Whatever the motivation, Just Between Ourselves picks up on a theme explored by Simon Gray in Otherwise Engaged: the English vice of emotional detachment. There is, however, one key difference. The chief victim of the distancing irony dispensed by Gray's Simon Hench is the man himself. In contrast Ayckbourn's hero, a bullish suburban hearty called Dennis, uncomprehendingly destroys those around him: in particular his lonely, mentally disintegrating wife, Vera. And it is this that lifts Ayckbourn's play into the realms of tragi-comedy. In the past Ayckbourn had shown the dark side of human nature but, as if keeping a shrewd weather-eye on audience expectations, had always managed to retrieve the situation. Here he resisted the temptation; and by doing so, as he himself said, 'I felt I took a large stride towards maturity as a playwright.' One particular scene, in which Vera (always addressed by her husband with the patronising diminutive of 'Vee') confronts Dennis in his garage and begs for help, is as good as anything in the Ayckbourn canon. It is not that Dennis is a monster. It is simply that, partly because of his upbringing by an omni-competent father and a ferociously possessive mother, he is emotionally deaf to Vera's desperation. Dennis is also an obsessive handyman who spends all his spare time in his garage disastrously tinkering with do-it-yourself projects: an astute piece of observation by Ayckbourn that suggests a causal link between home improvement and domestic disintegration. This reaches its apotheosis when Vera accosts Dennis in his cluttered garage and pathetically begs him for help:
Dennis: Yes, but don't you see, you're not being clear, Vee. You say help but what sort of help do you mean?
Vera: Just help. From you.
Dennis: Yes. Well, look, tell you what. When you've got a moment, why don't you sit down, get a bit of paper and just make a little list of all the things you'd like me to help you with. Things you'd like me to do, things that need mending or fixing and then we can talk about them and see what I can do to help. All right?
(Vera does not reply)
How about that, Vee? All right? Does that suit you? (Vera moves to the door)

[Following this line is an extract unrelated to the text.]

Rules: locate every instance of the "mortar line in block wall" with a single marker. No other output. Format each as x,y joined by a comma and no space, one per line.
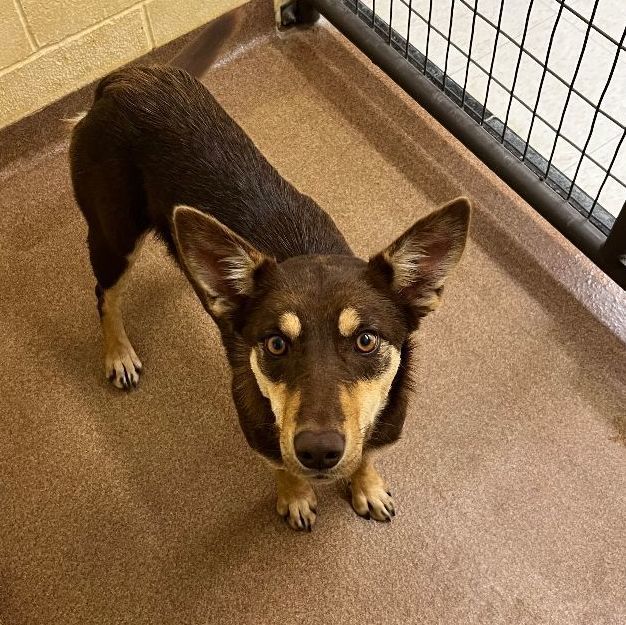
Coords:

(Vera goes slowly out into the house).
By the end of the play Vera has been reduced to a catatonic wreck while Dennis, his ogre-like mother and the neighbourly Neil and Pam, as if oblivious to her downfall, wanly sing ‘Happy Birthday'. It is as sombre an ending as you'll find in Ayckbourn and indeed in most modern drama. It is also a reminder that in the late Seventies the master technician edged closer to Chekhov and showed that he was capable of building laughter out of suffering.